# Large vivarium for sale



## steves rep (Jan 7, 2008)

:welcome1:Large vivarium for sale 6ft width 3ft depth 2ft height colour beach only 6 months old a few chips but apart from that it is in very good condititon because so new.
This tank will have to be collected by someone with a van or very large car thankyou.


----------



## crafty (Aug 13, 2007)

stick it the classifieds section you may get more intrest there


----------



## neil4842 (Jan 21, 2007)

where are you and how much and have you any pics


cheers


----------



## serz (May 8, 2006)

same questions as abouve


----------



## steves rep (Jan 7, 2008)

Thanks for the tip craft will do so in the furture, Thanks to all for taking a interest but sorry it has already gone.


----------



## shaun (Apr 28, 2007)

Any pics and how much you looking for it?

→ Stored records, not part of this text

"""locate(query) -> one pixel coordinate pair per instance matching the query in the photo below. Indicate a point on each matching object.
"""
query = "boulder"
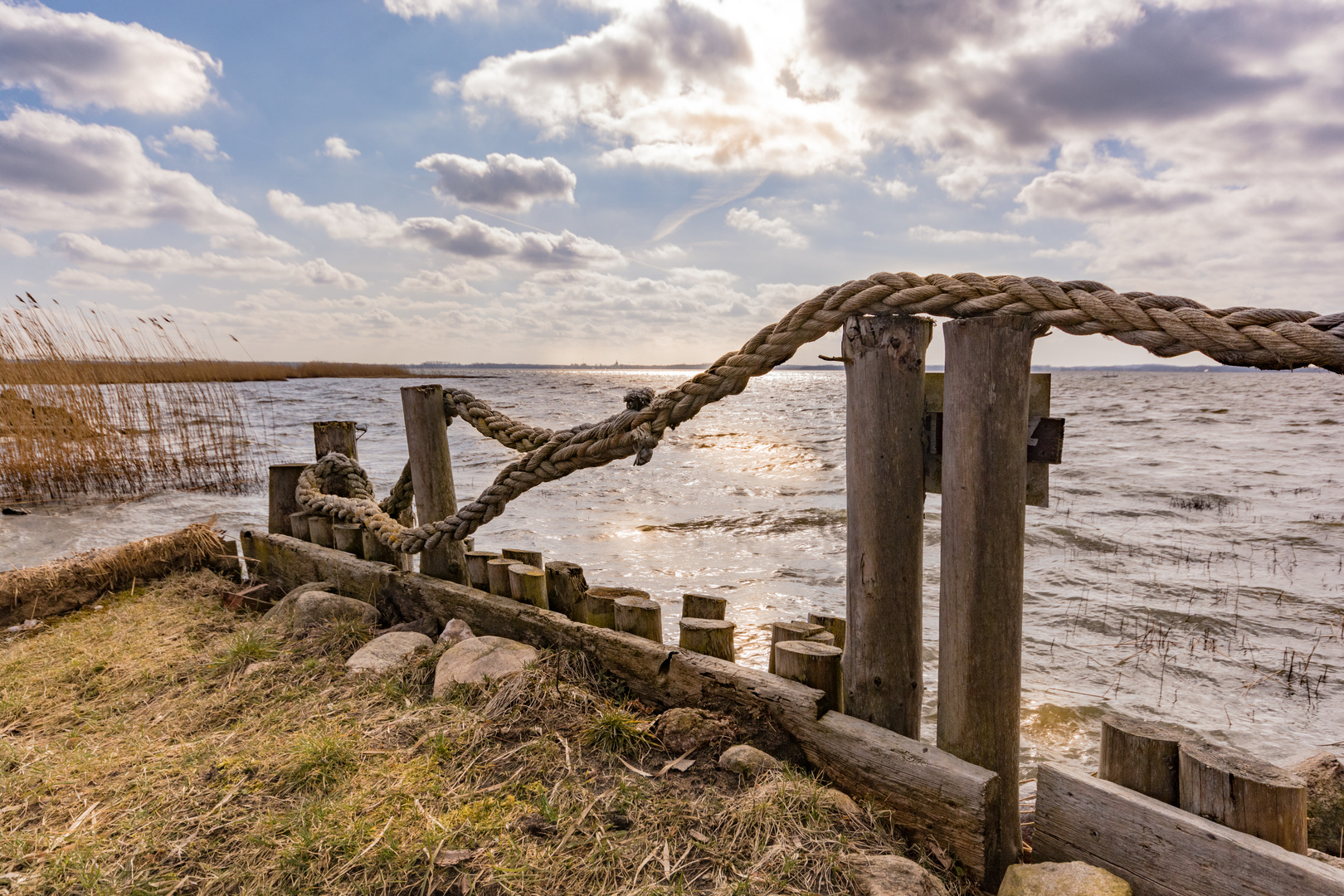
(314, 609)
(455, 631)
(1062, 879)
(747, 761)
(1324, 777)
(426, 626)
(385, 652)
(893, 876)
(683, 728)
(479, 660)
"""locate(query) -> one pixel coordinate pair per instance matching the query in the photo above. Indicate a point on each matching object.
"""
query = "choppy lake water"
(1190, 567)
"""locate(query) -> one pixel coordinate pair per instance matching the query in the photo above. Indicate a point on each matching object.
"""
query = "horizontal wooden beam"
(930, 791)
(1160, 850)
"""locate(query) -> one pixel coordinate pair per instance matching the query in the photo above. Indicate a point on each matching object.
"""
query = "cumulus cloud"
(90, 251)
(509, 183)
(463, 236)
(75, 60)
(777, 229)
(338, 148)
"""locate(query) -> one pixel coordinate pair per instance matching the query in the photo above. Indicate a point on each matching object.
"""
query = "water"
(1190, 567)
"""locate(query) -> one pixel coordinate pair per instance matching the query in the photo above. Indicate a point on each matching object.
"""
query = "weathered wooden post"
(884, 407)
(284, 483)
(984, 518)
(431, 476)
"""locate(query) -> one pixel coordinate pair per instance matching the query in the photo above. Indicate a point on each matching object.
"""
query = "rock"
(455, 631)
(314, 609)
(477, 660)
(1062, 879)
(683, 728)
(747, 761)
(385, 652)
(1324, 777)
(893, 876)
(426, 626)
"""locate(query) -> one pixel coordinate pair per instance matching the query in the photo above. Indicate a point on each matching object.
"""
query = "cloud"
(507, 183)
(463, 236)
(777, 229)
(338, 148)
(91, 251)
(75, 60)
(934, 236)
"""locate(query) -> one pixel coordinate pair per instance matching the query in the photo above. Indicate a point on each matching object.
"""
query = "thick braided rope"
(1166, 325)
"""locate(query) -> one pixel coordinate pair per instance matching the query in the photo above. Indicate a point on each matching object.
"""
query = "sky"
(650, 182)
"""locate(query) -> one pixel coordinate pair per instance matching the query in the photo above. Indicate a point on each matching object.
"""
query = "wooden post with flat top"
(431, 476)
(884, 409)
(984, 518)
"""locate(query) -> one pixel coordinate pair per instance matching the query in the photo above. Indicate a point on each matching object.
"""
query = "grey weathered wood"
(348, 538)
(711, 637)
(284, 483)
(527, 583)
(299, 525)
(566, 587)
(1160, 850)
(431, 476)
(884, 663)
(698, 606)
(320, 531)
(1142, 755)
(477, 571)
(641, 617)
(335, 436)
(984, 477)
(520, 555)
(815, 664)
(496, 575)
(835, 625)
(928, 790)
(1235, 789)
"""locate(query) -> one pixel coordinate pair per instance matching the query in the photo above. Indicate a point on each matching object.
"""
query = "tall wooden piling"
(284, 483)
(431, 476)
(884, 657)
(984, 514)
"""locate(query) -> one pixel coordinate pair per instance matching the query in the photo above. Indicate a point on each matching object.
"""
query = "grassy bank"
(136, 758)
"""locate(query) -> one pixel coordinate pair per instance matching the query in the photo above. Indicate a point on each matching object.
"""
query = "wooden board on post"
(431, 476)
(884, 660)
(984, 519)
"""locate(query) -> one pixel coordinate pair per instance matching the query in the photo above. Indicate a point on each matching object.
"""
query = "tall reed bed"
(84, 416)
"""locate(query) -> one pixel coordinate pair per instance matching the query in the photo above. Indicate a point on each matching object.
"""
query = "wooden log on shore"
(835, 625)
(431, 476)
(566, 589)
(477, 568)
(929, 793)
(527, 583)
(815, 664)
(284, 484)
(496, 575)
(884, 496)
(698, 606)
(60, 586)
(1142, 755)
(984, 518)
(1160, 850)
(299, 525)
(641, 617)
(320, 531)
(711, 637)
(1238, 790)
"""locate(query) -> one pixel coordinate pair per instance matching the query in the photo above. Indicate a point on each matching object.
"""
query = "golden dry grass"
(136, 758)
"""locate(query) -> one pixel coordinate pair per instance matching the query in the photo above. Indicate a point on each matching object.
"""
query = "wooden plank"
(1160, 850)
(932, 793)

Thanks Shaun. : victory:


----------



## shaun (Apr 28, 2007)

Also where are you based?


----------



## steves rep (Jan 7, 2008)

Person did'nt turn up back up for sale on ebay heres the link Large vivarium (6ftx3ftx2ft) on eBay, also, Reptiles, Pet Supplies, Home Garden (end time 02-Feb-08 00:49:41 GMT)


----------



## steves rep (Jan 7, 2008)

Sorry for any inconveinance


----------